Breidenbacher Hof is a five-star hotel in Düsseldorf, Germany, located on the Königsallee in the Carlstadt.

==History==

The history of the Breidenbacher Hof begins in 1806, when restaurateur, Wilhelm Breidenbach, won a bid for a plot of land in Düsseldorf. Collaborating with architect Adolph von Vagedes, Breidenbach's vision to erect a hotel for the rich and powerful was realized. After its opening in 1812, the Breidenbacher Hof flourished, with guests including kings and queens, nobles, politicians and artists, until a major bombing in 1943 destroyed the hotel. After its demolition during World War II, the hotel was re-built under the direction of Georg Linsenmeyer and re-opened in 1950. In the mid-1980s, the hotel was bought by Georg Rafael, co-founder of the Regent hotel chain.

The property was closed in 1999. In 2005, it was torn down to be rebuilt by its new owner, the Pearl of Kuwait Real Estate Company. The rebuilding of the hotel began in 2006.

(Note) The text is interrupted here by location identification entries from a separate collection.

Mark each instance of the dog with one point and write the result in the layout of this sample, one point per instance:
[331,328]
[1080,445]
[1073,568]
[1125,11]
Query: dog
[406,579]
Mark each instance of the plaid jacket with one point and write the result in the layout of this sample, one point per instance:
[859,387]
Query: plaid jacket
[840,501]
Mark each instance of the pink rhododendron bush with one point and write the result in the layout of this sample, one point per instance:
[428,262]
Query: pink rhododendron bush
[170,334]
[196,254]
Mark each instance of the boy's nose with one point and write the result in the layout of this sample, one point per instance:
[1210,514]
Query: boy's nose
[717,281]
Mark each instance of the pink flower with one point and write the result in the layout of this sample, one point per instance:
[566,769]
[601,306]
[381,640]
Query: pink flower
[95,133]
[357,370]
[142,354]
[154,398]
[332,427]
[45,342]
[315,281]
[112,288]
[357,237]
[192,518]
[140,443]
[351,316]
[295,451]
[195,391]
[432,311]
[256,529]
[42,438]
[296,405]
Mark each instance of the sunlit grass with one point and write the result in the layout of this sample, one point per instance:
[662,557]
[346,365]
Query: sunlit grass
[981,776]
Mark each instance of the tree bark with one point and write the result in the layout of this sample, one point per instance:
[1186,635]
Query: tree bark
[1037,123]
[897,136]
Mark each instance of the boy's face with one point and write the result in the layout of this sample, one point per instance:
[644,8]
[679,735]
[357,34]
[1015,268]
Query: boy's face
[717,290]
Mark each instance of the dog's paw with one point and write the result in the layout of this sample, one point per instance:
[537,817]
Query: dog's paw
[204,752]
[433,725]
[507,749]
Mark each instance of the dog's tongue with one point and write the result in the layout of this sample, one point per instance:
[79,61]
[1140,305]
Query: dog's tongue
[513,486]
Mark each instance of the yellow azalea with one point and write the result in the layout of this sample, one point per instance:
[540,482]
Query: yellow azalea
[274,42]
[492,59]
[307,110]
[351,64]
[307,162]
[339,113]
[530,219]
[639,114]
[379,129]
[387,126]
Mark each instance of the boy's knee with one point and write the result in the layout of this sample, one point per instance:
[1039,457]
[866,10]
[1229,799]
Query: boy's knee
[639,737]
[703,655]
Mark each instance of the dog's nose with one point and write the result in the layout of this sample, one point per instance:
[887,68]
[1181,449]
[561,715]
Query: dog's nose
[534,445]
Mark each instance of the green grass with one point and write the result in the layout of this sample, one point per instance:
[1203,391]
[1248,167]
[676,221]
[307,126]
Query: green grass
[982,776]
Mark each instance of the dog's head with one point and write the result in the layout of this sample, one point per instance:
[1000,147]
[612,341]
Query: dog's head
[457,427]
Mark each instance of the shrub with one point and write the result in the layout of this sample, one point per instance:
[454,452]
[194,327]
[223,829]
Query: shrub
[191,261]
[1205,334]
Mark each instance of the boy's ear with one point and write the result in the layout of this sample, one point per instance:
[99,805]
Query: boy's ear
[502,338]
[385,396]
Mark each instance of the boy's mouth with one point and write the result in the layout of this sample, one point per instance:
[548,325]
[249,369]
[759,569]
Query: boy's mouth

During the excavation process for the hotel's new foundation and sub-street levels, a section of sandstone was found from the historic city wall of Düsseldorf, below street level. Construction plans were modified to allow a reconstructed portion of the original wall to be on view from a retail level of the project below. The hotel re-opened on May 19, 2008, under the management of Capella Hotels and Resorts.